A premissa 1 se vale de uma classe, a de "tudo que veio a existir". Só que para que essa classe faça sentido, é necessário pressupor uma classe de coisas "que não vieram a existir" ou "que não tiveram um começo". Mas ai que vem o problema, quais seriam essas coisas? Primeiro seria necessário provar a existência das mesmas para o que a premissa fizessse sentido e portanto o argumento fizesse sentido. Se respondem "Ah, é Deus", a resposta seria: mas ai tu já está pressupondo na premissa o que tu queria provar na conclusão, isso não vale, é a falácia de petitio principii (também conhecida com os nomes de: argumento circular, círculo vicioso, petição de princípio).

Explicação no formato 4:

Percebe-se uma alteração feita 'ad hoc' na expressão da primeira premissa, onde o termo "veio a existir" foi posto no lugar do termo "existe", como artifício criado já apartir da perspectiva da conclusão (ou seja, já pressupondo na premissa a conclusão como verdadeira) para tentar provar a mesma conclusão (sem sucesso, é claro).

Explicação no formato 5:

O Argumento Cosmológico de Kalam, para funcionar, necessita da suposição/crença de que: 1) Deus existe, 2) que ele é um ser necessário, 3) que ele é eterno, 4) que ele criou o universo, 5) e que o universo um ser ou ente contingente. Entretanto, o argumento foi criado justamente para tentar provar esses pontos.

REFUTAÇÃO 2:

O argumento Kalam usa a Falácia da Súplica Especial

A Falácia da Súplica Especial é a falácia na qual se aplicam padrões, princípios, regras, et cetera... à posição opositora, enquanto espera que sua posição esteja isenta das mesmas regras, sem prover qualquer justificação racional para esta isenção.

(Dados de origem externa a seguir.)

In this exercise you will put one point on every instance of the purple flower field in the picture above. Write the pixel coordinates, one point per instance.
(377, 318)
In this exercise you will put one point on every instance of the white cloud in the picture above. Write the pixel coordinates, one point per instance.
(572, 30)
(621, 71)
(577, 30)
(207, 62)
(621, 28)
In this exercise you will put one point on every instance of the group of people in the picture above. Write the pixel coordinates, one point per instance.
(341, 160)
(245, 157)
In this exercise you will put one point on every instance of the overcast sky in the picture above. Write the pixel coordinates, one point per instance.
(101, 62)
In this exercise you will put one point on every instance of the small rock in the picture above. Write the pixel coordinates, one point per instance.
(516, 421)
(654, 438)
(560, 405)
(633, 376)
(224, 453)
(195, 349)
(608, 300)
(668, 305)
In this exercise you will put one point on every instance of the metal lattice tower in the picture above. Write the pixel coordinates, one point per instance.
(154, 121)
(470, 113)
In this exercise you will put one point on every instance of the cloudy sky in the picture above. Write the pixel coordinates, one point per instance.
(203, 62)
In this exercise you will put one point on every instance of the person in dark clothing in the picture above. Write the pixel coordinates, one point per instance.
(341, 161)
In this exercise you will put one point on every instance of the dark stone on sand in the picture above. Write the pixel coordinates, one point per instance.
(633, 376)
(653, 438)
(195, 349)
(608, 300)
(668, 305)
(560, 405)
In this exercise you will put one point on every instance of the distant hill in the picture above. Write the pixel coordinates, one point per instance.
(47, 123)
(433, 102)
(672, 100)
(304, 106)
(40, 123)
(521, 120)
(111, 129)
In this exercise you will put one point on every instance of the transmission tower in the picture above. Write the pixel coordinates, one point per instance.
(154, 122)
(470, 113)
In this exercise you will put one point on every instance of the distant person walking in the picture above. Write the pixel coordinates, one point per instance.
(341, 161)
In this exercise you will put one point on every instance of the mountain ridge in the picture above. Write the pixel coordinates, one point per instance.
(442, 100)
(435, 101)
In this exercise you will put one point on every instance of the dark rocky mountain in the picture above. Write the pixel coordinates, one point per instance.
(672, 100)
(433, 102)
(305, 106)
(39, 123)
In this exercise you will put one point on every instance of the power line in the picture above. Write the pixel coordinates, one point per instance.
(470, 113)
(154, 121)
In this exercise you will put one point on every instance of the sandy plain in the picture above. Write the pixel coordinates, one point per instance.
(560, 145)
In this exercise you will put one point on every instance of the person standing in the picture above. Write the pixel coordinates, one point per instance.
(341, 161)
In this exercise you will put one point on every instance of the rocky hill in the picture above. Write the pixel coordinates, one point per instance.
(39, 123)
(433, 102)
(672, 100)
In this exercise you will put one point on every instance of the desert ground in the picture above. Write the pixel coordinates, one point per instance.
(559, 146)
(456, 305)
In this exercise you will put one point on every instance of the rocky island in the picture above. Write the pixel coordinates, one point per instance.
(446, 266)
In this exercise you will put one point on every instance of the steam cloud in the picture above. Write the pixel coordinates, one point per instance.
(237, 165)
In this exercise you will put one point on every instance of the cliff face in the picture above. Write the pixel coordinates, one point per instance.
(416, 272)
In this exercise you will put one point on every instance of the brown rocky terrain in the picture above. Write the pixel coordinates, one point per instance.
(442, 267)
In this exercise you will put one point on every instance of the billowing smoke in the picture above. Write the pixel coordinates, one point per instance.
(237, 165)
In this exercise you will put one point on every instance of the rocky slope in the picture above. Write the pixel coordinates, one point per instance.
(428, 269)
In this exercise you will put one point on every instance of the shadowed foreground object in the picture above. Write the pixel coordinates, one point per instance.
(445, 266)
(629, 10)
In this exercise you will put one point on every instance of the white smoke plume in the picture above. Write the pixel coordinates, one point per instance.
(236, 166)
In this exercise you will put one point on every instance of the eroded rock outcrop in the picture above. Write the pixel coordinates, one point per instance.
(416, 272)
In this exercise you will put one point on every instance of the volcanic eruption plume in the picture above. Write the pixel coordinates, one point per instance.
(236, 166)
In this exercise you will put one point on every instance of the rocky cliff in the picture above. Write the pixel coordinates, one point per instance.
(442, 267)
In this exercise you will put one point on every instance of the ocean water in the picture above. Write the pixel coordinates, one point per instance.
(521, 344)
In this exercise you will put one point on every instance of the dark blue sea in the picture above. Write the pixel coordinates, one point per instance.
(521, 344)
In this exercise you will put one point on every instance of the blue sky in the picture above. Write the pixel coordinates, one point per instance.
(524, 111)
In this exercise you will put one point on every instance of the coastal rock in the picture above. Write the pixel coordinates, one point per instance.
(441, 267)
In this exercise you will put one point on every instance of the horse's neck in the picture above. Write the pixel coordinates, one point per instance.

Esta falácia também é conhecida pelos seguintes nomes: Falácia de alegação especial, falácia de apelo especial, alegação especial, apelo especial.

REFUTAÇÃO 3:

Nâo é impossível supor que a matéria e a gravidade sejam preexistentes ao Big-Bang e que perdurem e depois do calapso deste tendo sua origem ainda desconhecida. Há tres razões do porque esse arguemnto é preferível ao da existência de Deus como causador:

1) É mais honesto intelectualmente admitir que não se sabe quando não se sabe (por exemplo no caso da origem da matéria que é algo que até agora não sabemos como surgiu e isso é tudo que se pode dizer em termos realistas);:

2) Segundo, a Navalha de Occam é uma princípio epistemológico que em suma diz que "quando se explicando algo, nenhuma suposição além do necessário deveria ser feita. Ou que a explicação que precisa de menos suposições para explicar algo, dentro do que é possível explicar no momento, é a melhor explicação.";

3) Nâo recorre a explicações sobrenaturais ou irracionais. "O fato de a gente não entender alguma coisa, não significa que ela precisa ser explicada de uma forma sobrenatural. A ciência vive da dúvida. A gente não precisa entender tudo para ter uma vida feliz e completa. Prefiro viver com a dúvida do que ser enganado por uma ilusão". (Marcelo Gleiser):

Logo: Há uma falácia de composição entre a premissa 1 "tudo que passou a existir tem uma causa" e a conclusão "logo, o universo tem uma causa".

REFUTAÇÃO 4:

Tecnicamente quando você pinta um quadro ou constrói uma casa, você não está realmente criando coisa alguma a nível atômico, tudo o que você está fazendo é usando algo que já existia e transformando-o em algo novo, em escala maior.

Então, para enfatizar um pouco mais, isso significa que, não está de forma alguma relacionado a criação nem de energia ou matéria. O mesmo pode muito bem ter acontecido com o universo (um arranjo maior) feito de coisas cuja existência preexistiam à existência dele (matéria e gravidade).